Would you not agree that a lack of accountability and challenge can often incentivise loyalty over efficiency and lead to paranoia over effective planning?
That is all absolutely true, and it makes us feel good as democrats. My advice is not to make a plan on that basis. It is a pretty febrile time in the western world, and I do not know how long country X or country Y will last. Even if I did, there are contradictions and tensions that I have described, so our strategy should not be based on all this going away because all those countries will fall apart. I know that that is not what you are saying, but it is incredibly important for us not to be complacent. The short-term advantages that you get from being an autocrat are quite considerable.
Would you agree also that the “zero sum game” approach employed by Putin in Russia in essence distorts the truth about the west and what is being done here, and therefore some of the hybrid threat activity is undertaken without knowing how liberal democracies function?

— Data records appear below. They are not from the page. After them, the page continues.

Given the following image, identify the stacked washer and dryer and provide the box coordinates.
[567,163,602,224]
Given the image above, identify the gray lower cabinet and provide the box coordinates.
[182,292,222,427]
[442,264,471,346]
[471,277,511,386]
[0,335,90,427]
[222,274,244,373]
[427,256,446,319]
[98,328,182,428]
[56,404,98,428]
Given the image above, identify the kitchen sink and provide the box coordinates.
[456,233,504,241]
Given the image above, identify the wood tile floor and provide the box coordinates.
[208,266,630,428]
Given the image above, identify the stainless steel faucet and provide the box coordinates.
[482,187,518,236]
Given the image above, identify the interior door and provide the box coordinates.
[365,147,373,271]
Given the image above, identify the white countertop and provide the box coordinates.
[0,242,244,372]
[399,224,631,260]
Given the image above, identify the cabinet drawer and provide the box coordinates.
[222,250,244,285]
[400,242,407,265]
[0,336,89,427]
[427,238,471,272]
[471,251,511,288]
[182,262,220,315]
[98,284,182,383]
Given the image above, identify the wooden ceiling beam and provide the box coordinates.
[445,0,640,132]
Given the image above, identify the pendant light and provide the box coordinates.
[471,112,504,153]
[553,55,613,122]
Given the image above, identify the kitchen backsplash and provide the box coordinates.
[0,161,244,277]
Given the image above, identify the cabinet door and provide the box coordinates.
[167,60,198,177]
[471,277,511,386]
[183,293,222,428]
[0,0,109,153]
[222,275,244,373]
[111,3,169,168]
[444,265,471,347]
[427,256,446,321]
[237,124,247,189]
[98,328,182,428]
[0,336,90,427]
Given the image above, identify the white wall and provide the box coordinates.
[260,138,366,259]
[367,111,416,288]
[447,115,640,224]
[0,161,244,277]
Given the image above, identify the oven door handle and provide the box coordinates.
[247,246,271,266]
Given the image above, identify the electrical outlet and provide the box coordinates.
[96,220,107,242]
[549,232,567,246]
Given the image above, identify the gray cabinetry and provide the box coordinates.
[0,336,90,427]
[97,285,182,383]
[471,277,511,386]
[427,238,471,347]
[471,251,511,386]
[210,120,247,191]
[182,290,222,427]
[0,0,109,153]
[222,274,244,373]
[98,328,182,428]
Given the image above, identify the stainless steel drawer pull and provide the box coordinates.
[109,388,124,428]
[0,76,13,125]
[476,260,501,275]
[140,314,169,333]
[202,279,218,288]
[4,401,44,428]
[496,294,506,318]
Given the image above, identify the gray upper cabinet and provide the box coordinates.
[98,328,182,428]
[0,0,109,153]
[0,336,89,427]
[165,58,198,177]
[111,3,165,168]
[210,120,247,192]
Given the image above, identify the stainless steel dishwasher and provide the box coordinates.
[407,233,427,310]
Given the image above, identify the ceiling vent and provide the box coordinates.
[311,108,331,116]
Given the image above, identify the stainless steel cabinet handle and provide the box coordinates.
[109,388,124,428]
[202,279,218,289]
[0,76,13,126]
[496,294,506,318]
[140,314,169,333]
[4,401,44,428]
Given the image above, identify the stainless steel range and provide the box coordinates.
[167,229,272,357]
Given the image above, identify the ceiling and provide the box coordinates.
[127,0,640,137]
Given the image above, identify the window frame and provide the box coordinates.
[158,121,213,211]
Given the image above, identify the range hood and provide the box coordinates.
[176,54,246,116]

There is a lack of knowledge in China and Russia, in particular.
As I have said already, the Russian attempts to manipulate our political systems have fallen far short of what they wanted to achieve because they do not really understand how we operate and because we are pretty resilient. Those are good things. They have optimised around a process of making everything worse in order to increase distrust between the Government and the governed and ultimately claim a moral equivalence between their system and our system, which is what Putin really wants to achieve. We need to be alive to that, but we should not blame it all on the Russians because that risks diluting our determination to deal with lots of really fundamental stuff in our own system.
Indeed, we have our own vulnerabilities in the system. Sir Alex, thank you very much for giving evidence to our Defence in the Grey Zone inquiry.